Family of slain DUT student go after security company and university

Mlungisi Madonsela died after being shot in an alleged altercation with security guards at the Durban University of Technology on February 12 2019.
Mlungisi Madonsela died after being shot in an alleged altercation with security guards at the Durban University of Technology on February 12 2019.
Image: Thuli Dlamini

The family of slain Durban University of Technology (DUT) student Mlungisi Madonsela will have to adjust their claims if they want to sue the university for his death.

This emerged at the Durban civil claims court on Thursday, where the university raised complaints with the particulars of the family’s claims against it.

The Madonsela family is seeking reparations for the death of Mlungisi, a final year student who was allegedly shot by a security guard from a company contracted by the university during a protest in February 2019.

Madonsela’s parents and three siblings want the university and Xcellent security to compensate them for their pain and suffering; emotional shock, trauma, grief and burial cost because of the alleged actions of their employee, listed only as Mr Bhengu.
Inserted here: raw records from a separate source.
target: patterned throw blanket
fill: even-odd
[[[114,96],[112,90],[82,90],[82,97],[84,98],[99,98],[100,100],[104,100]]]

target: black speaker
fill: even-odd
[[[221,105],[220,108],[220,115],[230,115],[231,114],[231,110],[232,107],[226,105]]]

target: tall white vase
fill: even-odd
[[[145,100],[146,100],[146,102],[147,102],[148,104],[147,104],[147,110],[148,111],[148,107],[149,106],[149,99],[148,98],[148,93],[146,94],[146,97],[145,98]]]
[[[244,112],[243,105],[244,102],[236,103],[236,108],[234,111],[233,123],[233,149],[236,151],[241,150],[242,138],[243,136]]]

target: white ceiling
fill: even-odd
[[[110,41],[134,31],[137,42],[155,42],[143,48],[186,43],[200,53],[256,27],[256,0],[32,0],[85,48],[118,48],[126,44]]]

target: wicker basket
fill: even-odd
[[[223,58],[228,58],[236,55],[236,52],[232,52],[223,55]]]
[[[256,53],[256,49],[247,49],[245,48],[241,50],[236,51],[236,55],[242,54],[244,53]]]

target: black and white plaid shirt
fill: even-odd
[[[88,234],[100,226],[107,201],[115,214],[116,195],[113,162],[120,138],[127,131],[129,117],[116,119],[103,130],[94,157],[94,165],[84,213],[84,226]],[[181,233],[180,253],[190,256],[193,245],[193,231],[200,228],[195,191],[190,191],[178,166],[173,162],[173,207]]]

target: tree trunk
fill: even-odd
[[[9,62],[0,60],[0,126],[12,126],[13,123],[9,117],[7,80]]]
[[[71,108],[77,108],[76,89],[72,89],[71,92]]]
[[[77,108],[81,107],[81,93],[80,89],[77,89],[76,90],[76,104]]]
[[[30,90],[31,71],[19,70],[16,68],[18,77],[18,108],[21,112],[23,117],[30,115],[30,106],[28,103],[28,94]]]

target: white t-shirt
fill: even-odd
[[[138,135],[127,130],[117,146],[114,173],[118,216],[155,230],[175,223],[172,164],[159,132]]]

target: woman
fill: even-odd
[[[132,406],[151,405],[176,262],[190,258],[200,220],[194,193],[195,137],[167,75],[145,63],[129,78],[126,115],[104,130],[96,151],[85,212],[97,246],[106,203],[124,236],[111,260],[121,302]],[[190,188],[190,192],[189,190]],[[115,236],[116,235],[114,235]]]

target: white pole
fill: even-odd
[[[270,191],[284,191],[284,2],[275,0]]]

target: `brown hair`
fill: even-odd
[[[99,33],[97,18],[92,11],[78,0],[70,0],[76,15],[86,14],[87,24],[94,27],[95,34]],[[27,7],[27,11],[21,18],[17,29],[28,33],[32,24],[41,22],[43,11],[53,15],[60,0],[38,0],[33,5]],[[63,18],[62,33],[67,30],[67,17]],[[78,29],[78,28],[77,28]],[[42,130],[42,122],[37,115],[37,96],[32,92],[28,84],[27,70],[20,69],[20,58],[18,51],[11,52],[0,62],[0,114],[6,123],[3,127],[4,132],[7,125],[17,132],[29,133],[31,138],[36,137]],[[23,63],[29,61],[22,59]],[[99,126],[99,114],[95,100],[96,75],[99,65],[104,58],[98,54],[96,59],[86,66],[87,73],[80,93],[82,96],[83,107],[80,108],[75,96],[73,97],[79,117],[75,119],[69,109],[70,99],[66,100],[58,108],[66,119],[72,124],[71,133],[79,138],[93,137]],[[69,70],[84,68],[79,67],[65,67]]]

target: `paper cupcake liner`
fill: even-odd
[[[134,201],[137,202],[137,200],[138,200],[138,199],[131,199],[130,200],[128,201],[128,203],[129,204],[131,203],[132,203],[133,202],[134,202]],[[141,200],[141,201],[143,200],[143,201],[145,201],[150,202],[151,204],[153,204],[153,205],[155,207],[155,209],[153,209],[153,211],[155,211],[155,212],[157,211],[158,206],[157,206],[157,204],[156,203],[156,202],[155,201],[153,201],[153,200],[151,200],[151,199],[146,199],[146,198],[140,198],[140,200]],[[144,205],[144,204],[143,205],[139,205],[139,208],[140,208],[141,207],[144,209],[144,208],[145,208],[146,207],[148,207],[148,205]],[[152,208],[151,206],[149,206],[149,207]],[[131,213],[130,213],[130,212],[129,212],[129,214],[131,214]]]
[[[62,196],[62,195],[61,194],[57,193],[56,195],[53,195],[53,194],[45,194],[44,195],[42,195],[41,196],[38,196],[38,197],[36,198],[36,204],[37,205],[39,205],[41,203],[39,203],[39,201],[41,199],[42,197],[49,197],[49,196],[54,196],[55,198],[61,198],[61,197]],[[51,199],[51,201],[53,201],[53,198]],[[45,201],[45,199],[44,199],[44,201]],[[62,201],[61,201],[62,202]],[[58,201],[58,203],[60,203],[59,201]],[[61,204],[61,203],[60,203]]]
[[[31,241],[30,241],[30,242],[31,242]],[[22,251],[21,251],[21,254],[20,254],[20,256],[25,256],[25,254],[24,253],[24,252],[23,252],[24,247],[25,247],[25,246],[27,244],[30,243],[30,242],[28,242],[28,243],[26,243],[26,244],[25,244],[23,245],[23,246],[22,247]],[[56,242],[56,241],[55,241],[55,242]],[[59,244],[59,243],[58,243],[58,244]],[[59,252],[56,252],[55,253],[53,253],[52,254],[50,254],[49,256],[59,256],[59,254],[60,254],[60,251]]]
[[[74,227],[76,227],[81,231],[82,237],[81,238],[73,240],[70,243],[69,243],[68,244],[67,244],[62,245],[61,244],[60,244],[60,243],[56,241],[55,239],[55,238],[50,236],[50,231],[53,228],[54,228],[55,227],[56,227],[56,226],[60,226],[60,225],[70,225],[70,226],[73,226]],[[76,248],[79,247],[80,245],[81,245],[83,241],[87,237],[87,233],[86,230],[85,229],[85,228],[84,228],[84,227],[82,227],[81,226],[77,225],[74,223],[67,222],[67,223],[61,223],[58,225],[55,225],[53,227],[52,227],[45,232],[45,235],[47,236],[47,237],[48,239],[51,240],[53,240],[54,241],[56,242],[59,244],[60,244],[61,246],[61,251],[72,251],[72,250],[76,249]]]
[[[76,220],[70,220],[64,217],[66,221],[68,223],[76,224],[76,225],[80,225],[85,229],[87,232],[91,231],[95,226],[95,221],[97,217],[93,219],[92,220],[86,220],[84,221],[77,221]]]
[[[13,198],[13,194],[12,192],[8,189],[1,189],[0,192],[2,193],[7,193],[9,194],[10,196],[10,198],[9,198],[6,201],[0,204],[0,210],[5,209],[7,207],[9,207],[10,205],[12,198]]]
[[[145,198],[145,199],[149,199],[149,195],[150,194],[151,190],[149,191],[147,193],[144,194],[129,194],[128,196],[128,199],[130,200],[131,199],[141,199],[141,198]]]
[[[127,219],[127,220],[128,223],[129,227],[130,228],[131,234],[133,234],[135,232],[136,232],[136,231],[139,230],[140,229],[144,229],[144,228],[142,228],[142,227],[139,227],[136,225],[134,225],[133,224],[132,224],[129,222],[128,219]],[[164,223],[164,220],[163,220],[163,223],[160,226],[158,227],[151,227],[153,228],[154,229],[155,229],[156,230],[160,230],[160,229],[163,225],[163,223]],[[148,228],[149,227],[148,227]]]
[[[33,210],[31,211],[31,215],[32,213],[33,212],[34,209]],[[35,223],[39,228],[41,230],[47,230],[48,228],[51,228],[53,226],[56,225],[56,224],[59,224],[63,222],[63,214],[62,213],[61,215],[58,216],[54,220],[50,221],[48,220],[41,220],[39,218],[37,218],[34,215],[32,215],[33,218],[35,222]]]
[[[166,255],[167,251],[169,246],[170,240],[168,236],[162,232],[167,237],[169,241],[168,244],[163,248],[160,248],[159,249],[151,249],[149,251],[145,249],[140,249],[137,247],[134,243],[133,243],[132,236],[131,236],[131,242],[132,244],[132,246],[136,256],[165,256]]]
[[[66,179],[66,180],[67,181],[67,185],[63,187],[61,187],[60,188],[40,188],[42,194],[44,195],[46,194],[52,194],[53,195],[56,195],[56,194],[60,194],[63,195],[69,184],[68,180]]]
In their court application in April 2022, the Madonsela family said Bhengu was an employee of Xcellent who had a contract with DUT to provide security services. That meant that Bhengu was either acting as an employee or agent of the university, and both the security company and DUT Bhengu’s principal, meaning there is a case of vicarious liability to answer by all three defendants

The Madonselas said in their affidavit Mlungisi was the first person in the family to attend university and they had high hopes he would graduate and get a job to support his elderly parents and siblings. The family relies on an informal sugarcane trading business.

“During university term breaks and as the youngest among his siblings, Mlungisi would assist his family with their informal trading business. His absence has meant his elderly parents have been without assistance,” reads the affidavit.

The family also claimed to have suffered impaired mental health and said they need professional psychotherapy sessions.

As a result the family also seeks compensation for future medical treatment and loss of support (constitutional damages), and for the university to erect a memorial for Mlungisi, name one a building in his honour and a provide short biography and cause of his death as constitutional relief.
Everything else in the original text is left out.